I’m not a neophobist. Listening to new-fangled music doesn’t send me screaming for the hills, hands clapped tightly over my ears to stopper the sound, thereby necessitating a 12-hour binge of Cat Stevens to soothe my jangled nerves. The cutting edge doth not make me bleed. But I do have a comfort zone. And it mostly resides in the stretch between 1964 and 1974. So if a modern artist wants to step out of the mainstream current of “cool” and bathe in older-fashioned waters, who am I to argue? I say, “Huzzah!” Shout it out loud with me. “Huzzah!” Let’s round ’em up.
Like a real life Almost Famous, a hard-working band makes good. Beautifully polished Southern Rock in the fine tradition of Skynyrd, Ozark Mountain Daredevils, and The Black Crowes. Perfect for every occasion from noon to night, from lazing on a pontoon to dancing under the neon lights.
Put them on the cover of the Rolling Stone, Jann!
Like Pink if she was best friends with Jack White. Elle is a hard-drinking, hard-living, heart-breaking lady, and she’s not afraid to sing about it.
She’s probably the one your mother warned you about. All the more reason to spend some time raisin’ hell with Elle.
McPherson built his reputation by going back–way back–and reinterpreting the original rock ‘n’ roll sound for a new generation. And on this, his latest album, he consolidates power, delivering a lean, mean set for movin’ and groovin’.

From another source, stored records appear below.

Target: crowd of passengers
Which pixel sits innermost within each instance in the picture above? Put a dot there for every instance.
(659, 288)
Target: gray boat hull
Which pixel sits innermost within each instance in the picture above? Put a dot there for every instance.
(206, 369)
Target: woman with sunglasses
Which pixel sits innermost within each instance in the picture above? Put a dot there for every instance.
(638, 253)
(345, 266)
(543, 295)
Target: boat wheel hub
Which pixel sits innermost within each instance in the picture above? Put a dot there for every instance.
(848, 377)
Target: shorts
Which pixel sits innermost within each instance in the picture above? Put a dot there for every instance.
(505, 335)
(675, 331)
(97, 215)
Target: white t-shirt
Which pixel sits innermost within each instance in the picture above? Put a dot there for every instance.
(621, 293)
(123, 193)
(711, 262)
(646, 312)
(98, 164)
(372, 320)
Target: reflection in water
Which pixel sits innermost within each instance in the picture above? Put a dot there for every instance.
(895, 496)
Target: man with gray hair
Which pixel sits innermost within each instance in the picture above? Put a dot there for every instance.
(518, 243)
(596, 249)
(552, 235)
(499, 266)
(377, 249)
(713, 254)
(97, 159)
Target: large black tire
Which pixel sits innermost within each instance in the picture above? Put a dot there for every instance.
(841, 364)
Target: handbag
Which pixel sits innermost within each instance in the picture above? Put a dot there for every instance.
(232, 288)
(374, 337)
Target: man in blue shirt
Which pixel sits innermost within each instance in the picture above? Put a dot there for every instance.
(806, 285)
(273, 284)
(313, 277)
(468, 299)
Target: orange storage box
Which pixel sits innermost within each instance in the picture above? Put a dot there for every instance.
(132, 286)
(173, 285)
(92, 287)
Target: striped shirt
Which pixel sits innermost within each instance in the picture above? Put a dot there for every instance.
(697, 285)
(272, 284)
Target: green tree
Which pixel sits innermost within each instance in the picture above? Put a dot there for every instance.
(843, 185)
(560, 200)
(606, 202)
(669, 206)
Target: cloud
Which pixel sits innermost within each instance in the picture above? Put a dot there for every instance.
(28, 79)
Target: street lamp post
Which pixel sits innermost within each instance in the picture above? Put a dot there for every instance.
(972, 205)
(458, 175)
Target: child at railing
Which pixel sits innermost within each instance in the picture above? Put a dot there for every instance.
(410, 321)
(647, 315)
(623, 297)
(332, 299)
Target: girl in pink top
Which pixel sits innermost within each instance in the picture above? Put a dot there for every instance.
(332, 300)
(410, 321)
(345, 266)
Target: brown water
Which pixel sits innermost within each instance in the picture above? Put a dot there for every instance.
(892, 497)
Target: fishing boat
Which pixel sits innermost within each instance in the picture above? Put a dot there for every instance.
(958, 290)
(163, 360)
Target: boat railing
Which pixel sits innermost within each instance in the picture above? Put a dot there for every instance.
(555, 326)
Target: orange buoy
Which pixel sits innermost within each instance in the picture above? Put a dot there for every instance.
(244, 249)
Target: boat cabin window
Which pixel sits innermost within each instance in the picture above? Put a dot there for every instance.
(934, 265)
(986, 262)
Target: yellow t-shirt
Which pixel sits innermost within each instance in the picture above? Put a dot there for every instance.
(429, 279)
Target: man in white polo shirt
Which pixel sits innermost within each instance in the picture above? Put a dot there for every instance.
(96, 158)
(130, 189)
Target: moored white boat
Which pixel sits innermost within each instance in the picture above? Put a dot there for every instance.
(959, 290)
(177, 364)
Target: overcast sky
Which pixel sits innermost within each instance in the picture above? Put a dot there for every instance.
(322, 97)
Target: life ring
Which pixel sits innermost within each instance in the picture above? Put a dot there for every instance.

Get mauled by the good times!
Here’s a list of some of the musicians living in Los Angeles in 1974: Leon Russell, John Lennon, Dennis Wilson from the Beach Boys, Harry Nilsson, Graham Nash. If you were to stumble upon these guys, late one night in the studio, in their cups and singing sad songs to one another around a beat up, old piano, the ensuing recordings might not sound entirely unlike this fine collection by Tobias Jesso Jr.